Prep 5 mins
Cook 5 mins
You can't go wrong with this method.
- Firstly wash the rice well.
- Generally 1oz for each person.
- Use twice as much water in volume as rice.
- Boil once, stir then put on a tight lid and LEAVE it, don't open the lid and it will steam cooked and will be ready when you are, when you have cooked everything else.
- Its lovely to add saffron at the end when you take the lid off as this will bleed into the rice.
I will agree with you on this one. It certainly works for white rice such as basmati. The rule here for the water is enough to cover the rice and up to the first knuckle if you put your finger in the water. My Chinese flatmate worked on this rule at University and her rice was always perfect.

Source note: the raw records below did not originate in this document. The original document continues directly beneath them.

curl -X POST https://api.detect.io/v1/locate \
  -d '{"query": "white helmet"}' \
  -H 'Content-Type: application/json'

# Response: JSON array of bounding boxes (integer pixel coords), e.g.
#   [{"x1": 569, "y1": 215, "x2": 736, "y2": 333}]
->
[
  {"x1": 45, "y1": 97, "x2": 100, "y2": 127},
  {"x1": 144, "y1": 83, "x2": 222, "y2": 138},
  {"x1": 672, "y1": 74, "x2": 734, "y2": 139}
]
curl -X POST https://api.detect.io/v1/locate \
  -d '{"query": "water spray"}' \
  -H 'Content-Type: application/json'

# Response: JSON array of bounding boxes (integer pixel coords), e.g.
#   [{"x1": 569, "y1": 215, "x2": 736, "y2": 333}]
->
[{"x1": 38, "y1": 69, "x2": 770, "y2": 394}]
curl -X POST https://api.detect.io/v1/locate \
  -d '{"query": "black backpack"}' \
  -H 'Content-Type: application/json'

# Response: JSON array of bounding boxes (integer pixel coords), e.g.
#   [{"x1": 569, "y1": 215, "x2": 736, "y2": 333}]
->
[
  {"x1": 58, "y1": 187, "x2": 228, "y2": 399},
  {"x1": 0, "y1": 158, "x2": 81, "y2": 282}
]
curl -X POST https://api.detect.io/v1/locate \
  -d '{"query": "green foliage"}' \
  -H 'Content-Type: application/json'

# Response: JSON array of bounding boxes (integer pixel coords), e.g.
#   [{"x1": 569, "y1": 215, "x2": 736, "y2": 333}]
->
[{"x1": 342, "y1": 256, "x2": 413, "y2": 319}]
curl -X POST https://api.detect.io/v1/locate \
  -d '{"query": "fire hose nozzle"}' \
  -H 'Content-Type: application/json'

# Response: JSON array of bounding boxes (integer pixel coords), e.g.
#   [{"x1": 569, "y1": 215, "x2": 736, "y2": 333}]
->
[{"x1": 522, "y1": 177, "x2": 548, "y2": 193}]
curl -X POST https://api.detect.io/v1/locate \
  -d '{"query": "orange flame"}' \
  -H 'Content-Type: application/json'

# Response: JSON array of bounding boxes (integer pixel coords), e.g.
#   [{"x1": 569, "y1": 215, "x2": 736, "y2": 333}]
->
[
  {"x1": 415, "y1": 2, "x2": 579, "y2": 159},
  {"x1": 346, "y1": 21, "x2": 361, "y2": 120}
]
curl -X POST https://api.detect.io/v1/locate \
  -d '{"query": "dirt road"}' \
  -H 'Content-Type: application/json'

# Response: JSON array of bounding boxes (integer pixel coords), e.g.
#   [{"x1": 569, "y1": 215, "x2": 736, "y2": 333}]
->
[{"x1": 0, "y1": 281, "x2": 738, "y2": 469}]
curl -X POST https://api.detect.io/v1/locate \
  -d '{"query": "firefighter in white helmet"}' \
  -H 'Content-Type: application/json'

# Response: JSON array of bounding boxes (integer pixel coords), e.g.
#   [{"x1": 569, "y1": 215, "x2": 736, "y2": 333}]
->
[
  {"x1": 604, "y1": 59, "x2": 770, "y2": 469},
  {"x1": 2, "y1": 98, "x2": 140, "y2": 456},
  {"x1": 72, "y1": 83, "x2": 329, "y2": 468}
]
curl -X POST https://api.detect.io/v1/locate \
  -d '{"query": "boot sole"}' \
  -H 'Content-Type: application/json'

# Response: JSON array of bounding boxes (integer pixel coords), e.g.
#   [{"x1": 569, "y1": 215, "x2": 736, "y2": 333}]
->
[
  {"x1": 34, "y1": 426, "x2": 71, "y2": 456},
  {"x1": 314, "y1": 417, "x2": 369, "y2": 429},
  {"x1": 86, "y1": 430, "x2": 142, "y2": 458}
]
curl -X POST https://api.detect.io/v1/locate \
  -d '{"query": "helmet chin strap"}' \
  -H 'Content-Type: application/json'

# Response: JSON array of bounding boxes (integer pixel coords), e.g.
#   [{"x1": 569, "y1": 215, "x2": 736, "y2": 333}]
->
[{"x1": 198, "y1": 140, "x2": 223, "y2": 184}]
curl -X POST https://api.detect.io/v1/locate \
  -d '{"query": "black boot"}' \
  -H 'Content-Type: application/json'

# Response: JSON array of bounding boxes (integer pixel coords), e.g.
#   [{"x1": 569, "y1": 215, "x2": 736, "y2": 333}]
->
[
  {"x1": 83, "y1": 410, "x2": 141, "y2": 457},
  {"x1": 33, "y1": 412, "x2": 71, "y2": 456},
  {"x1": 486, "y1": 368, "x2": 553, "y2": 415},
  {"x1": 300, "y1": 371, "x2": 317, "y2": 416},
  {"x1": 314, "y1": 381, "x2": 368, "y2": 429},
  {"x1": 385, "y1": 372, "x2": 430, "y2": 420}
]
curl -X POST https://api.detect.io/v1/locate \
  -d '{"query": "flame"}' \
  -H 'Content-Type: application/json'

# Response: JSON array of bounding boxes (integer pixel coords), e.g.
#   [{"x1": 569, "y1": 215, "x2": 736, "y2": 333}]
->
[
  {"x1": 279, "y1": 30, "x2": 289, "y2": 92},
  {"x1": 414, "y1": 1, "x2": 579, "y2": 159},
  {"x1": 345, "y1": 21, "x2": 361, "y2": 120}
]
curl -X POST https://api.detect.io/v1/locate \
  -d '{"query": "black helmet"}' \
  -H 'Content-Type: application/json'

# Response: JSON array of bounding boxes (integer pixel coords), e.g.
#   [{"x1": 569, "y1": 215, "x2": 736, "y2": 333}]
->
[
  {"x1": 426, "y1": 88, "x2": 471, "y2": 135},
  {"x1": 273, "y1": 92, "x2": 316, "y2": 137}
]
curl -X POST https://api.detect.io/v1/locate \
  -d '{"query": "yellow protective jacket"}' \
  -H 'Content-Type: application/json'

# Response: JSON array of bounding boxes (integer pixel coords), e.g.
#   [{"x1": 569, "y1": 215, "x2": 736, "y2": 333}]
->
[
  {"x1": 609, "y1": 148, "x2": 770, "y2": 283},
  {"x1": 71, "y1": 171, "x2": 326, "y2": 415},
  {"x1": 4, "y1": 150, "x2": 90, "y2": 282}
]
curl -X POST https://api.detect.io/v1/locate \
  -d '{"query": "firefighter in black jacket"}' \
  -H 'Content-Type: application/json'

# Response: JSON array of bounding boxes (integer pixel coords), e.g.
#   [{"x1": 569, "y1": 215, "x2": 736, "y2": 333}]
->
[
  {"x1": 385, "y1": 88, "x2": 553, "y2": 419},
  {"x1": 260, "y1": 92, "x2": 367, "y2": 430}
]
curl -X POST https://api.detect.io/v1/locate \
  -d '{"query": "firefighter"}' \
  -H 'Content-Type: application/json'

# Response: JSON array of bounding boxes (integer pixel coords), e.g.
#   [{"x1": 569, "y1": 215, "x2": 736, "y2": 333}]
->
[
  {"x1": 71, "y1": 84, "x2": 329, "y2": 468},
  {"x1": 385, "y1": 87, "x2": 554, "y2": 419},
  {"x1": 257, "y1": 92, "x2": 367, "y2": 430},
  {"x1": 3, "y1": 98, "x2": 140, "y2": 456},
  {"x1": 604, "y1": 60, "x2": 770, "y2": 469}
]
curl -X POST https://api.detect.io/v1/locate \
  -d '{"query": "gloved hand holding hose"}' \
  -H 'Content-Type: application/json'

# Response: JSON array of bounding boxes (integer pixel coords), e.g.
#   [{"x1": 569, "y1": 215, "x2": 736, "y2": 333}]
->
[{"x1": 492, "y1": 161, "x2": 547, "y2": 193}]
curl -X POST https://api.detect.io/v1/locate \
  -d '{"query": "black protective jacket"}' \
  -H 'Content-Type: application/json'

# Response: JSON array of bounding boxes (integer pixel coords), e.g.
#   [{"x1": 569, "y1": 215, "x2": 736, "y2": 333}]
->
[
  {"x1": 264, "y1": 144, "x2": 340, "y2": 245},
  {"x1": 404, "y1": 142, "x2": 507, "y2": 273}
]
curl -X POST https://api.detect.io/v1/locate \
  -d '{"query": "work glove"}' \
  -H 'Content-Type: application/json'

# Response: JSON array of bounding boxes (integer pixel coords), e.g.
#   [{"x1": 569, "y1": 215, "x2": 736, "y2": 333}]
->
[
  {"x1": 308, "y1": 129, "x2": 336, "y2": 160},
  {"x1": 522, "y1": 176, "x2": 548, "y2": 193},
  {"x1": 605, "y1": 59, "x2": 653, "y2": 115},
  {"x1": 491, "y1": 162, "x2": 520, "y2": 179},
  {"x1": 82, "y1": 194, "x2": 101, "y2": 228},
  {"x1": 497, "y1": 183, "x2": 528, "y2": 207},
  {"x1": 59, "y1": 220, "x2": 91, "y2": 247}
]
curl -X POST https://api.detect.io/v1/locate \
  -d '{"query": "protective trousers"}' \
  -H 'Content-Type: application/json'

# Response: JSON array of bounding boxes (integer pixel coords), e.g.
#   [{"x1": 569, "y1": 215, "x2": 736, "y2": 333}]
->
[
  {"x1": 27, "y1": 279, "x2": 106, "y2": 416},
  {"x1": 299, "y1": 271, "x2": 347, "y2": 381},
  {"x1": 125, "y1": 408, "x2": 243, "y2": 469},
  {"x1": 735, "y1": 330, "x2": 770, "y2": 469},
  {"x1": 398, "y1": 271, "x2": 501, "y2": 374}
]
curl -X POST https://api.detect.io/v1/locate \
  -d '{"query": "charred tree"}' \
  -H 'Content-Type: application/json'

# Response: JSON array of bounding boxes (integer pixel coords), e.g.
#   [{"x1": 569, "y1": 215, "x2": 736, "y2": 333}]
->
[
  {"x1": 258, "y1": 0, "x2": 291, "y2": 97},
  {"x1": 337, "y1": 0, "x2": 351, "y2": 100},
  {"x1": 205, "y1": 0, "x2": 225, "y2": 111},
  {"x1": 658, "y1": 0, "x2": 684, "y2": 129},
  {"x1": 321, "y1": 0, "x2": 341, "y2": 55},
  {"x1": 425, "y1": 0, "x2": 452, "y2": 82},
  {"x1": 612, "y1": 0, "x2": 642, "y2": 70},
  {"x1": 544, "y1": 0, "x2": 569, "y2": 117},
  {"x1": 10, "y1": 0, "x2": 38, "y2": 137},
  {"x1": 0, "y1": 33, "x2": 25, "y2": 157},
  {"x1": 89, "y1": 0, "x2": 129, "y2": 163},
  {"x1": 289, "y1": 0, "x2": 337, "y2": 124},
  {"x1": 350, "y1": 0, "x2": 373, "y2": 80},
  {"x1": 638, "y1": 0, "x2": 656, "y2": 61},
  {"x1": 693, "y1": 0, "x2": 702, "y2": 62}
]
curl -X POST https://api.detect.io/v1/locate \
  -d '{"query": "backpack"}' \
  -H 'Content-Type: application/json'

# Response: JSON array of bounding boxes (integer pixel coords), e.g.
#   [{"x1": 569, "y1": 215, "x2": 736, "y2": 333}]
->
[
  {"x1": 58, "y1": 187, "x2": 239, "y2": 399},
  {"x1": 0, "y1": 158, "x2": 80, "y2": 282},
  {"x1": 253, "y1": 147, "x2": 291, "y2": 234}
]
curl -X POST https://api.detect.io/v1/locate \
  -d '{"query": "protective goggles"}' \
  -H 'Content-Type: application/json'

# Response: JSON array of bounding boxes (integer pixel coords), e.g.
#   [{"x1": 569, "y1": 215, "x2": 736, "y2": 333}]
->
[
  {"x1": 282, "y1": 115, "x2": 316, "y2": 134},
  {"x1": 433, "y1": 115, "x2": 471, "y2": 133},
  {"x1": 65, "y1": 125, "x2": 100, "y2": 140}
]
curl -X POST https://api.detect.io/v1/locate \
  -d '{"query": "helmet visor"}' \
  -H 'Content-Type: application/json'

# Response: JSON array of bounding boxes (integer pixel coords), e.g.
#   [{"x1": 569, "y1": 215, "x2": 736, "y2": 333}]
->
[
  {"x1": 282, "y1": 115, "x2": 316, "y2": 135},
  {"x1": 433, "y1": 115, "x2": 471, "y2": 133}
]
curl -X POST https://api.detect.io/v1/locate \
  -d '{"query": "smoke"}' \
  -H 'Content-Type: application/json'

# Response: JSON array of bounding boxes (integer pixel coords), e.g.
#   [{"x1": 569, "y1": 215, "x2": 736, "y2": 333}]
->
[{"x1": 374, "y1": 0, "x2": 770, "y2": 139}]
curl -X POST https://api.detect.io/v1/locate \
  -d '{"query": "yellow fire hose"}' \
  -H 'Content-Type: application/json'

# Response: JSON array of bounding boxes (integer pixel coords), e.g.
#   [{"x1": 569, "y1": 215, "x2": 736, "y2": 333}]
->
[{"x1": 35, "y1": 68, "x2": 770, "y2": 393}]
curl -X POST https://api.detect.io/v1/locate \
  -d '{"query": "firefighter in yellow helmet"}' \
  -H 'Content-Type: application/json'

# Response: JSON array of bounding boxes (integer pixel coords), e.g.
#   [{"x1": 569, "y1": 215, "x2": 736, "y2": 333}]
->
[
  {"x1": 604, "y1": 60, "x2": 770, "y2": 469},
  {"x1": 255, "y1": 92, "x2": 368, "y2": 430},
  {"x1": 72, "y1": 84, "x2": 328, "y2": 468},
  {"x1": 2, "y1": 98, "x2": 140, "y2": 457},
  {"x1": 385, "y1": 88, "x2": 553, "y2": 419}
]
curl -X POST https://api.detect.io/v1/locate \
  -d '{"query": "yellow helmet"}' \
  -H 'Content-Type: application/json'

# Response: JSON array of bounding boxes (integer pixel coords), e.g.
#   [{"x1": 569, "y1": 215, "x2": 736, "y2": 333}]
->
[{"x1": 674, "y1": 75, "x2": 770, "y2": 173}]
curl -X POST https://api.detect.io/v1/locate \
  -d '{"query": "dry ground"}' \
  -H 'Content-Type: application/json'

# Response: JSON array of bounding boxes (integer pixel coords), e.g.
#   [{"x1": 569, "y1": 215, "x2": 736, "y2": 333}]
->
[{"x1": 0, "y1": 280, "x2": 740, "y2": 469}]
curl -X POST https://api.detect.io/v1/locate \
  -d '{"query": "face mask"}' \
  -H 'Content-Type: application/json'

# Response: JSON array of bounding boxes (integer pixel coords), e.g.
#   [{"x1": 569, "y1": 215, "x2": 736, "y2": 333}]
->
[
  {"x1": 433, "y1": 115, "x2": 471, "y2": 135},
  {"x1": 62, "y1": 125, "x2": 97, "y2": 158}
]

This is how I always make my white rice and it works like a charm! For my family of four, I use 2 cups rice, 4 cups water, about 1 T. butter and 1/2 t salt. I place everything in the saucepan, bring to a boil, stir once. I cover the pot, reduce the heat to "low" and let it simmer for 10 minutes WITHOUT removing the lid! Perfect everytime! Thanks for sharing the recipe!
This method truly did make absolutely perfect white rice! Sue D.'s more detailed instructions in the comments really helped more than those attached to the recipe, but I am still giving it 5 stars. I always seem to under- or over-cook rice, so this is great! Thanks so much for sharing!